Various different CNN architectures have been used in the literature. The majority consist of three basic types of layers: convolutional, pooling, and fully connected layers. The convolutional layer’s function is to learn feature representations of the inputs. This is achieved by convolving the inputs with learnable kernels, followed by applying an element-wise activation function. Convolutional layers are typically followed by pooling layers which reduce the dimension by combining the outputs of clusters of neurons into a single neuron in the next layer. Local pooling combines small clusters, typically of size \(2\times 2\), while global pooling acts on all neurons of the previous layer. A sequence of convolutional and pooling layers is then typically followed by one or several fully-connected layers as in Eq. (78). These are then followed by a final output layer chosen according to the specific learning task such as a softmax layer for classification tasks (Gu et al., 2018).

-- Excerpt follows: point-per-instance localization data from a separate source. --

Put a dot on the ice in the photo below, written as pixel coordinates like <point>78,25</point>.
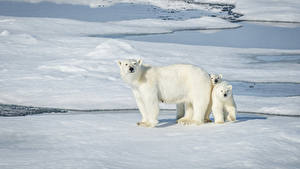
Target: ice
<point>252,10</point>
<point>114,141</point>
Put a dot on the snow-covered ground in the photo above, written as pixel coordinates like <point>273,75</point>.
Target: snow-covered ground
<point>113,141</point>
<point>53,62</point>
<point>71,63</point>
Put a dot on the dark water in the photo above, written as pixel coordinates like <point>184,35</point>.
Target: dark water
<point>118,12</point>
<point>250,35</point>
<point>266,89</point>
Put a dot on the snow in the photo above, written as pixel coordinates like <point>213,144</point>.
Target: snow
<point>51,26</point>
<point>63,63</point>
<point>112,140</point>
<point>54,63</point>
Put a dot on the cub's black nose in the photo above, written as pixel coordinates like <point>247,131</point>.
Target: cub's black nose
<point>131,69</point>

For the applications in this paper, we found the best performance for minimalistic CNNs consisting of only one convolutional and one fully-connected layer. The ReLU activation function in Eq. (77) was applied to the output of both layers. We denote the architecture by \((n_{k}/ n_{p}/ n_{f})\) where \(n_{k}\) is the used number of kernels of size \(n_{p} \times n_{p}\) and \(n_{f}\) denotes the number of neurons in the fully connected layer.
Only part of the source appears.